Je suis tellement éloigné de reconnaître que le principe et la règle du
bien soient la souffrance, dans les deux acceptions contraires,
qu'elle me semble tout à fait avoir, elle-même besoin d'une règle qui nous
la fasse juger. La sensation nous dit bien si la souffrance vient de nous
ou du dehors, mais c'est la raison qui enseigne si nous devons la
rechercher ou la fuir: ces philosophes eux-mêmes reconnaissant que toute
volupté n'est pas de nature à ce qu'on l'embrasse imprudemment, ni toute
peine à ce qu'on s'en détourne aussitôt ; et cette manière de penser est
fort sage. Ce que nous nommons critérium ou discernement se déclare de
soi-même et fait aussi connaître les objets soumis à son jugement; tandis
que le pathos ou souffrance ne fait connaître que soi. Je prends ces
philosophes eux-mêmes en témoignage de cette assertion ; car en professant
que toute volupté est le bien par excellence et que toute douleur est le
mal suprême, ils disent que l'on ne doit pas toujours accueillir la
première, ni toujours fuir la dernière ; mais qu'on doit les mesurer
d'après la quantité, si ce n'est pas d'après la qualité. Or, il est clair
que c'est la raison seule qui juge celle quantité ; car
«il est préférable d'endurer certaines peines pour en obtenir des
voluptés infiniment plus grandes, » de même qu'il
« est avantageux de se priver de certaines voluptés pour n'avoir pas à
ressentir à leur suite des douleurs beaucoup plus cuisantes, »

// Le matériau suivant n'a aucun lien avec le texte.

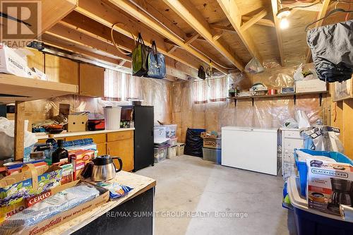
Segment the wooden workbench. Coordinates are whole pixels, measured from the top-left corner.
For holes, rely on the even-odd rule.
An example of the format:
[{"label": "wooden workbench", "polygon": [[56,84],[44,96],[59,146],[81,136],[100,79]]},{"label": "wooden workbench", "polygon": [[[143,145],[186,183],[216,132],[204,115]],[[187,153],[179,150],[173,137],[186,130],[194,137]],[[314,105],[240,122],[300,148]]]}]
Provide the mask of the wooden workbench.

et c'est la raison qui juge toutes ces choses. Dans leur ensemble, les
sensations et les imaginations que nous en obtenons, sont comme des
miroirs et des peintures qui nous reflètent les choses : au lieu que les
souffrances, soit plaisirs, soit peines, sont des manières d'être et des
modifications de nous-mêmes ; ce qui fait que, par les sensations et les
imaginations, nous sommes simples spectateurs du dehors; par les voluptés
ou les douleurs, nous sommes rappelés en nous. Les objets extérieurs,
quels qu'ils soient, par leur nature, donnent naissance aux sensations
telles que nous les percevons, et aux images qui les suivent : les
souffrances, quelles qu'elles soient, ne viennent que de nous, et suivant
la manière dont nous sommes préparés à les recevoir; car tantôt elles nous
flattent agréablement, tantôt elles nous répugnent invinciblement : elles
sont plus ou moins bien venues, suivant les occurrences. Les choses étant
telles, nous reconnaîtrons, pour peu que nous veuillions y faire
attention, que la supposition la plus raisonnable sur le principe de nos
connaissances, est celle qui unit les sensations à l'intelligence. On peut
comparer la sensation aux panneaux et aux lacets ainsi qu'aux autres
instruments de chasse ; l'esprit et la raison, aux chiens qui suivent la
trace du gibier et le poursuivent. On doit donc regarder comme ayant
adopté une meilleure philosophie ceux qui n'accordent pas une confiance
aveugle aux sensations telles qu'elles leur arrivent, ni aux souffrances
telles qu'ils les ressentent, pour la diagnostique de la vérité. Il serait
déplorable, en effet, pour les hommes, du s'abandonner sans réserve aux
plaisirs ou aux peines qui sont dépourvues de raison, en écartant le juge
le plus divin, qui est l'esprit. »
Tous ces extraits sont tirés d'Aristoclès.